Answer
$f(x) = x^3-3x$
$f'(x) = 3x^2-3$
$f''(x) = 6x$
We can see a sketch of the three graphs on the same screen.
$f'(x)$ seems reasonable since $f'(x)$ has negative values when the slope of $f(x)$ has a negative slope, $f'(x)$ is 0 when the slope of $f(x)$ is 0, and $f'(x)$ has positive values when the slope of $f(x)$ has a positive slope.
$f''(x)$ seems reasonable since $f''(x)$ has negative values when the slope of $f'(x)$ has a negative slope, $f''(x)$ is 0 when the slope of $f'(x)$ is 0, and $f''(x)$ has positive values when the slope of $f'(x)$ has a positive slope.
Work Step by Step
$f(x) = x^3-3x$
We can find $f'(x)$:
$f'(x) = \lim\limits_{h \to 0}\frac{[(x+h)^3-3(x+h)]-(x^3-3x)}{h}$
$f'(x) = \lim\limits_{h \to 0}\frac{(x^3+3x^2h+3xh^2+h^3-3x-3h)-(x^3-3x)}{h}$
$f'(x) = \lim\limits_{h \to 0}\frac{3x^2h+3xh^2+h^3-3h}{h}$
$f'(x) = \lim\limits_{h \to 0}(3x^2+3xh+h^2-3)$
$f'(x) = 3x^2+0+0-3$
$f'(x) = 3x^2-3$
We can find $f''(x)$:
$f''(x) = \lim\limits_{h \to 0}\frac{[3(x+h)^2-3]-(3x^2-3)}{h}$
$f''(x) = \lim\limits_{h \to 0}\frac{(3x^2+6xh+3h^2-3)-(3x^2-3)}{h}$
$f''(x) = \lim\limits_{h \to 0}\frac{6xh+3h^2}{h}$
$f''(x) = \lim\limits_{h \to 0}(6x+3h)$
$f''(x) = 6x+0$
$f''(x) = 6x$
We can see a sketch of the three graphs on the same screen.

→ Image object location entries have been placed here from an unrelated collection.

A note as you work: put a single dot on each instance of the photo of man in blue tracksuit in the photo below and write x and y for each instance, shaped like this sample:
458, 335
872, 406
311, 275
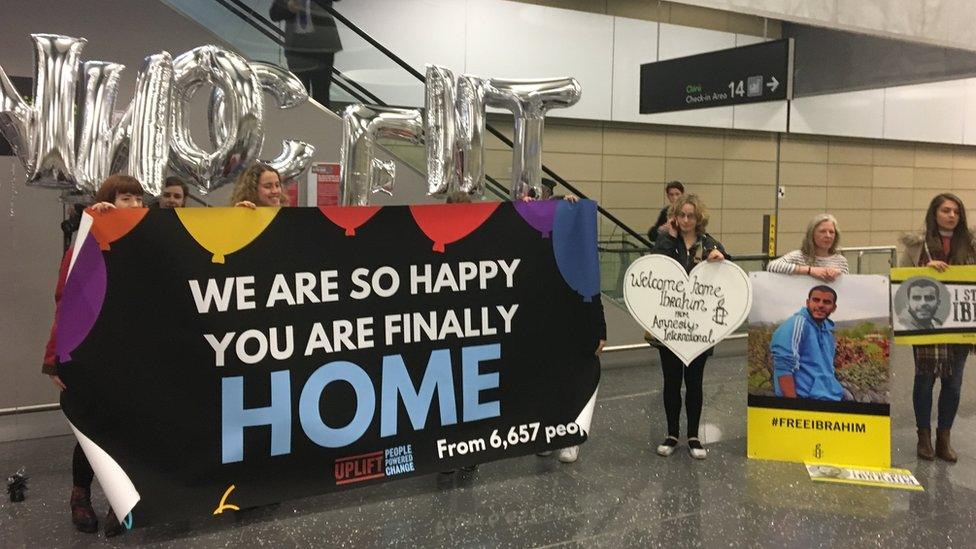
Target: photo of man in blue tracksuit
803, 350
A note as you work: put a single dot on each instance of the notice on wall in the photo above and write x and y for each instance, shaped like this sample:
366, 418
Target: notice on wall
930, 307
323, 183
818, 370
286, 352
687, 313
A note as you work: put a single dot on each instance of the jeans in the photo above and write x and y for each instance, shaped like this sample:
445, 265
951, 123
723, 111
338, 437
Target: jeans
948, 396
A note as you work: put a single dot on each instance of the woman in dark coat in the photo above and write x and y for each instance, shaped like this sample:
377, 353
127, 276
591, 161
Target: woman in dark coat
685, 241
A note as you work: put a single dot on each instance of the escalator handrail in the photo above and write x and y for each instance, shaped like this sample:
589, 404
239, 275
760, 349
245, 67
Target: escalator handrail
406, 66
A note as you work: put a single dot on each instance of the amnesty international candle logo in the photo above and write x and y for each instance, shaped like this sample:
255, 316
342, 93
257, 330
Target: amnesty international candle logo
931, 307
688, 313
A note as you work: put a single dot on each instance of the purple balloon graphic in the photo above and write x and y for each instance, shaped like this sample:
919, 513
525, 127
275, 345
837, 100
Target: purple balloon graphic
81, 299
539, 214
579, 264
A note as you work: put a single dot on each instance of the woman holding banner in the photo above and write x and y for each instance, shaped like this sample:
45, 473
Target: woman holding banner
818, 256
259, 185
686, 242
945, 241
118, 191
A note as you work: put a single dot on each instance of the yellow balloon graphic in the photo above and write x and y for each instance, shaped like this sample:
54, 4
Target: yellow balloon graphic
223, 231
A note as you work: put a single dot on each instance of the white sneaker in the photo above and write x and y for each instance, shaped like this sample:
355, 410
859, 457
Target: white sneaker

$f'(x)$ seems reasonable since $f'(x)$ has negative values when the slope of $f(x)$ has a negative slope, $f'(x)$ is 0 when the slope of $f(x)$ is 0, and $f'(x)$ has positive values when the slope of $f(x)$ has a positive slope.
$f''(x)$ seems reasonable since $f''(x)$ has negative values when the slope of $f'(x)$ has a negative slope, $f''(x)$ is 0 when the slope of $f'(x)$ is 0, and $f''(x)$ has positive values when the slope of $f'(x)$ has a positive slope.